Since $F$ is increasing, the intervals $(F(x^-),F(x^+))$ are disjoint for all $\forall x\in\Bbb R$. Moreover, $\forall|x| < N$ such intervals are contained in $(F(-N),F(N^+))$ and so $$\sum_{|x|<N}[F(x^+)-F(x^-)] \leqslant F(N) - F(-N) < \infty. $$ Hence the set $\{ x \in (-N,N) : F(x^+) \neq F(x^-)\}$ is countable.

Answer 1

An essentially equivalent question was recently asked, which I answered before realizing it was a duplicate of this one. My solution is essentially the same as those posted here, but phrased somewhat differently and may be of interest.

Let $D$ denote the set of discontinuity points. For each $x\in D$, the left and right limits differ, and are therefore the endpoints of a non-empty open interval. In this manner we obtain a collection of such intervals $$ \{I_d\colon d\in D\}. $$ By monotonicity the intervals are disjoint. Choosing one rational number from each interval therefore yields an injection from $D$ into $\mathbb Q$. Hence $D$ is countable.

Answer 2

The usual definition of a series of nonnegative terms is as the supremum of the sums over finite subsets of the index set, $$\sum_{i\in I} x_i=\sup\biggl\{\sum_{j\in J}x_j:J\subseteq I\mbox{ is finite}\biggr\}.$$ (Note this definition does not quite work in general for series of positive and negative terms.)

The point then is that is $a< x<y< b$ and $F\!:[a,b]\to\mathbb R$ is increasing, then $$ F(a)\le F(x^-)\le F(x^+)\le F(y^-)\le F(b). $$ It follows from this that if $J\subset (a,b)$ is a finite set of discontinuities of $F$, then $$ \sum_{z\in J}F(z^+)-F(z^-)\le F(b)-F(a) $$ and therefore the same holds for the sum $S $ over all discontinuity points of $F$ in $(a,b)$. One way to think about this is to note that the (finitely many) intervals $(F (z^-),F (z^+)) $, $z\in J $, are pairwise disjoint and are all contained in $(F (a), F (b))$, so the sum of their lengths is at most the length of the whole interval.

Now, if $x$ as above is actually a discontinuity point of $F$, then the inequality $F(x^-)<F(x^+)$ is strict. It follows from this that the sum I called $S $ above is over a countable index set, since any series of uncountably many positive terms diverges.

Note that I did not include $a$ or $b$ in the above, but of course this does not change the conclusion that the set of discontinuities of $F$ in $[a,b]$ is countable.
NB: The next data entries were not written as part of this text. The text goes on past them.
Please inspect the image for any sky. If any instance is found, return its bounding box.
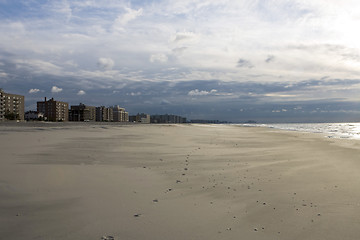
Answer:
[0,0,360,122]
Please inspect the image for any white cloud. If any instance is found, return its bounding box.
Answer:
[29,88,40,94]
[113,8,143,30]
[51,86,63,93]
[188,89,217,96]
[97,58,114,70]
[77,90,86,96]
[130,92,141,96]
[150,53,168,63]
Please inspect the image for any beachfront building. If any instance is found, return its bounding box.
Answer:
[0,89,25,121]
[129,113,150,123]
[37,98,69,122]
[25,111,44,121]
[151,114,186,123]
[69,103,96,122]
[96,106,114,122]
[112,105,129,122]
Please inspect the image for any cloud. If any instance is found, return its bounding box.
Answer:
[29,88,40,94]
[97,58,114,70]
[77,90,86,96]
[130,92,141,96]
[113,8,143,30]
[150,53,168,63]
[173,31,199,43]
[236,58,254,68]
[51,86,62,93]
[188,89,217,96]
[265,55,275,63]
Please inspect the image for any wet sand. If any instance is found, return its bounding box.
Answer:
[0,124,360,240]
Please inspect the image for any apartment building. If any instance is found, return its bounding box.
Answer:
[112,105,129,122]
[96,106,114,122]
[0,89,25,121]
[37,98,69,122]
[69,103,96,122]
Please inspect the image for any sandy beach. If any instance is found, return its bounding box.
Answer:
[0,123,360,240]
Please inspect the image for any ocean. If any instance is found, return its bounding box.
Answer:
[243,123,360,140]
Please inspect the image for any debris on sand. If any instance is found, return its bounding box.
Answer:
[100,236,115,240]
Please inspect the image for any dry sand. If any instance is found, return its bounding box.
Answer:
[0,124,360,240]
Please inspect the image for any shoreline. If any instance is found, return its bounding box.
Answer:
[0,124,360,240]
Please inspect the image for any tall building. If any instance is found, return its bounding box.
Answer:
[112,105,129,122]
[151,114,186,123]
[69,103,96,122]
[37,98,69,122]
[0,89,25,121]
[96,106,114,122]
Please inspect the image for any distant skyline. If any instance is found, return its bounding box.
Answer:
[0,0,360,122]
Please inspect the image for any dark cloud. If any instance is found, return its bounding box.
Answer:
[236,58,254,68]
[265,55,275,63]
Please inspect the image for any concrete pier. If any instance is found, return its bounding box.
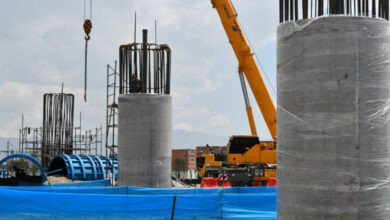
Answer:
[277,16,390,220]
[118,93,172,187]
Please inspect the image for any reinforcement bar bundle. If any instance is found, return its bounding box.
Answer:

If we include them, then we need to use the convention that $F(a^-):=F(a)$ and $F(b^+):=F(b)$. With this convention the same conclusion (with the same bound) holds: If $D$ is the set of discontinuity points of $F$ in $[a,b]$, then $$ S=\sum_{x\in D}F(x^+)-F(x^-)\le F(b)-F(a). $$

Naturally, the same conclusion (that $D$ is actually countable) follows if $F$ is defined not just in a finite interval but on an unbounded one (even on $\mathbb R$), by noting that $\mathbb R=\bigcup_{N\in\mathbb N}[-N,N]$.

Answer 3

You're right, every discontinuity corresponds to a jump $F(x^-)\to F(x^+)$, and because $(F(x^-),F(x^+))\subset\mathbb{R}$ is an open interval, there is some rational in this interval. Also for the case of an unbounded monotone function, we can assume to the contrary there are uncountable many of these jumps, and find uncountable many rationals (by monotonicity the intervals $(F(x^-),F(x^+))\subset\mathbb{R}$ are disjoint), which is the desired contradiction. Indeed the proofs are really similar and your proof for the bounded case is easily generalized.